Renée writes: “Recommendation engines are everywhere, and while my Pinterest feed’s transformation was rapid and pronounced, it is hardly an anomaly. BuzzFeed recently reported that Facebook Groups nudge people toward conspiratorial content, creating a built-in audience for spammers and propagandists. Follow one ISIS sympathizer on Twitter, and several others will appear under the ‘Who to follow’ banner.”
Renée has turned up countless similar examples in her research — like the proliferation of dangerous anti-vaccine content on Google — and she recently testified before the Senate about how foreign actors use social media to manipulate U.S. elections. Renée is in a vanguard of technologists and activists calling attention to these issues.
(Aside: Renée appeared in the season 2 IRL podcast episode “Ctrl+Alt+Facts” — you should definitely listen.)
Of course, dangerous algorithms are just one challenge on today’s internet. Mass surveillance and mass data collection are also threats to fair elections (not to mention privacy). The Facebook-Cambridge Analytica scandal earlier this year made this perfectly clear. And bots can sow discord and influence politics, too.
How do we fix the internet?
So how do we address not just the symptom (imperiled elections), but the root problem — an internet that rewards falsehoods and hyperbole?

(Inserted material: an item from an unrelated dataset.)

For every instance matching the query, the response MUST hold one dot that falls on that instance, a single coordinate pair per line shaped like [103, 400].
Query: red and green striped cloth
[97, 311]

First comes acknowledging the problem — that’s why it’s so heartening to see Renée’s research shared widely. It’s also heartening to see technology executives held accountable. Earlier this month, Twitter’s Jack Dorsey and Facebook’s Sheryl Sandberg visited the Hill for hearings, and lawmakers asked important questions about misinformation. Our awareness is growing and so is the call for solutions.
When it comes to developing solutions, there are promising steps in the right direction. In the EU, the GDPR (General Data Protection Regulation) puts individual users in control of their personal data, which enhances privacy and cuts down on invasive microtargeting. In New York City, lawmakers are convening an algorithmic task force — essentially an oversight committee for the lines of code that carry out city services. And there are bills in Congress that would make political ads online more transparent.
(There are also helpful tools being developed by civil society — like Citizen Lab’s Security Planner and Mozilla’s Facebook Container.)
Protecting our personal data
There’s no panacea for solving this issue. But by acknowledging that the current data- and attention-driven internet model often clashes with our democratic values, we can start on the path to uncovering real solutions.
(Another reading / watching suggestion: Mozilla’s recent mini-doc on misinformation, which features interviews with leading journalists and political scientists. Watch it here.)
I long for the simple days of walking to the voting booth with my mom. And, as we push to develop systemic solutions, I stick to the pre digital-age strategies in voting preparation — reading the paper, talking to my friends who work or study the issues on the ballot, and calling my sister to see what she’s doing.